Forward Premiums Down

The US, the Eurozone and China will be either likely battling recessions or witnessing modest growth.

The RBI’s new approach has ensured a reduction in forward premiums on currency risk cover, market participants said.

“Due to this move, forward premiums are coming down in the onshore market, although they remain high overseas,” Banerjee said.

The RBI did not respond to ET’s mailed query on the subject.


The one-month and two forwards premiums yielded 3.60% Wednesday, about 20-24 basis points lower than the levels on Monday, data compiled by Finerex Treasury Advisors showed. Similarly, the 12-month gauge yielded 2.83% versus 3.03% Monday.

One basis point is 0.01%.

The differential between onshore and offshore forwards contracts has widened. Since Tuesday, the differential has ranged between 4 and 64 paise across maturities – one-month, two-month, three-month, six-month, nine-month and one-year. The spread is usually negligible.

“The widening differential between onshore and offshore forwards and a stable spot rate for the past two sessions clearly reflect the RBI’s emergence as a net seller of dollars in the spot market,” a Singapore-based market dealer told ET.

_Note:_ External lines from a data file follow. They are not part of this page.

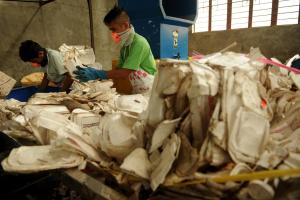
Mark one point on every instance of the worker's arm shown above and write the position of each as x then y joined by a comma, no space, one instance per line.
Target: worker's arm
44,83
66,83
118,73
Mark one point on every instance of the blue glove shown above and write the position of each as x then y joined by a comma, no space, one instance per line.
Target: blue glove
89,73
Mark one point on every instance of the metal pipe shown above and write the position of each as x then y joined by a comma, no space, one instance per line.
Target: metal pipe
90,6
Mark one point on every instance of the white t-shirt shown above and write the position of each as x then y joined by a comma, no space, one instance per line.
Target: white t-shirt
55,68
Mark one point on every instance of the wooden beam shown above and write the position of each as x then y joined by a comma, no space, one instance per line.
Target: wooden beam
250,14
209,15
274,12
229,14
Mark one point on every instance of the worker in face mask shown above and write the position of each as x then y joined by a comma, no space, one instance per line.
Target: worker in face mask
50,62
136,61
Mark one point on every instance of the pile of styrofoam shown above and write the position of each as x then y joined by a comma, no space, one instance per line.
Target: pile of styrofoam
225,114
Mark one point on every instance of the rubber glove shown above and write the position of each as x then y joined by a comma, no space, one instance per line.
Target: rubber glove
89,73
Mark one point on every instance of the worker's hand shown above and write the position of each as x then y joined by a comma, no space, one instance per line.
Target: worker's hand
88,73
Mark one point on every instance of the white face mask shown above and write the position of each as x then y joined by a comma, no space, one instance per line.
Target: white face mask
126,37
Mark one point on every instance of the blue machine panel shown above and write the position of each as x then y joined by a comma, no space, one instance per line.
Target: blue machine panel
173,42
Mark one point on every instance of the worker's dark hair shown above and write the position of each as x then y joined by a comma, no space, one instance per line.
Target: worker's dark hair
29,50
115,13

The rupee was little changed at 82.31 Wednesday, and it was one of the five Asian currencies to remain stable against the US dollar through the trading session. While dollar demand from oil retailers weighed on the rupee, the central bank’s timely intervention prevented any further slide of the local unit. Despite its near-10% slide against the US currency so far this year, the rupee ranks as the fourth-best performing Asian currency, Bloomberg data compiled by ETIG showed.

“Overall, the currency market Wednesday was fairly stable,” said Anil Bhansali, head of treasury, Finrex Treasury Advisors.